The City of London trading standards service has issued beer mats, which can be held against the glass, to get a rough idea of the quantity of liquid they have been served.
It recommends drinkers ask bar staff for an immediate top up if their pint has a deficiency of more than 5%.
Should they receive a negative reaction from staff, or are too nervous to ask for a top up, then consumers can report the pub to Trading Standards.
The City of London trading standards service has written to all pubs in the area, reminding them of the importance to try and provide a full pint.
If it receives any evidence of pubs not meeting their legal obligations, they will visit to uphold the law.
Based on any complaints received as a result of this campaign, trading standards officers will be conducting test purchases across the City in the coming months and investigating pubs that continue to sell short measures.
According to City of London trading standards, UK law states draught beer must be sold by reference to quantity and normally in quantities of half a pint or multiples of a half pint.
It is one of the few imperial measures that are still allowed to be used following metrication some time ago.
The normal quantity of beer asked for in pubs across the City of London is a pint, which is measured into a pint glass that bears a stamp to show it is an accurate measure.
Most pubs use what are termed brim measures – this means they contain a pint when full to the top.
A few pubs may still use glasses that are called line measures, these are slightly over-sized glasses that have a line near the top to show the level of one pint.
Even fewer pubs may use what are called ‘beer measuring instruments’ that accurately dispense beer into a glass in multiples of half pint.
One of the problems with using a brim measure for the sale of beer is that it is virtually impossible to get a full pint of liquid due to the frothy head that is formed when the beer is dispensed into a glass.
Over the years, the generally accepted norm is that a pint containing a minimum of 95% liquid and 5% head is acceptable, according to the British Beer & Pub Association.
However, this is a legally complex area and trading standards said if drinkers ask for a pint, perhaps they should really expect to get a full pint of liquid.
As part of this project, a legal opinion has been obtained from experts at Gough Square Chambers. In an ideal world, all pubs would be required by law to use line measures, making it easier to get a full pint of liquid. However, no such legislation currently exists and pubs can legally use brim measures.

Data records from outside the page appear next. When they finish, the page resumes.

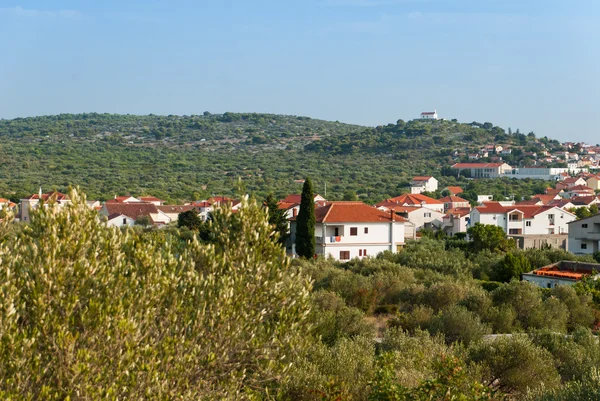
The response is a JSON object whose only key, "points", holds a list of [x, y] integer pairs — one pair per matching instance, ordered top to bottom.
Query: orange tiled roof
{"points": [[352, 212]]}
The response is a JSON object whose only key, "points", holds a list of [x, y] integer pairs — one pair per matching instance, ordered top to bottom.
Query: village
{"points": [[353, 229]]}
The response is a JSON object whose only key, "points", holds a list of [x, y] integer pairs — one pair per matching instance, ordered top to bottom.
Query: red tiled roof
{"points": [[476, 165], [580, 188], [455, 190], [57, 195], [294, 198], [119, 199], [150, 199], [414, 199], [453, 199], [200, 204], [286, 205], [175, 208], [133, 210], [459, 211], [528, 211], [352, 212]]}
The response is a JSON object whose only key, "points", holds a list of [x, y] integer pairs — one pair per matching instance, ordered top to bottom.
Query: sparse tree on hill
{"points": [[305, 222]]}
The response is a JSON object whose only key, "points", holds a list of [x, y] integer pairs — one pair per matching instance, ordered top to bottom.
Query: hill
{"points": [[185, 157]]}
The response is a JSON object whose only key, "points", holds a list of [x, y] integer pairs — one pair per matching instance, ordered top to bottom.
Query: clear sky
{"points": [[527, 64]]}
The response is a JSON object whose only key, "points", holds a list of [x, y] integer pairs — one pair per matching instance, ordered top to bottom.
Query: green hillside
{"points": [[185, 157]]}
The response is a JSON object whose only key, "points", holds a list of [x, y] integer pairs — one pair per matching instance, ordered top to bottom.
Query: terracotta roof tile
{"points": [[352, 212]]}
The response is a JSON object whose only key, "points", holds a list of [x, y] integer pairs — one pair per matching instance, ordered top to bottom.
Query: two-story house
{"points": [[483, 170], [422, 184], [453, 202], [523, 219], [456, 220], [346, 230], [584, 235]]}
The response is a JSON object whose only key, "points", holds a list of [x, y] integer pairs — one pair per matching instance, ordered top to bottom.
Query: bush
{"points": [[91, 312], [458, 324], [513, 365]]}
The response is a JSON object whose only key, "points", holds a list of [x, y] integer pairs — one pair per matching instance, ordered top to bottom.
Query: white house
{"points": [[429, 115], [483, 170], [537, 172], [422, 184], [417, 200], [453, 202], [133, 211], [523, 219], [119, 220], [456, 220], [346, 230], [584, 235]]}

City of London trading standards manager Steve Playle said: “Consumers are well within their rights to make sure they get exactly what they have paid for.
“It is worth remembering that for a pint costing £5, a shortage of 5% is a 25p cost to the consumer. Drinkers are entirely within their rights to ask for a full pint of liquid if they wish.
“We are reminding people that it is perfectly OK to ask for a top-up while stressing that they should continue to drink responsibly.”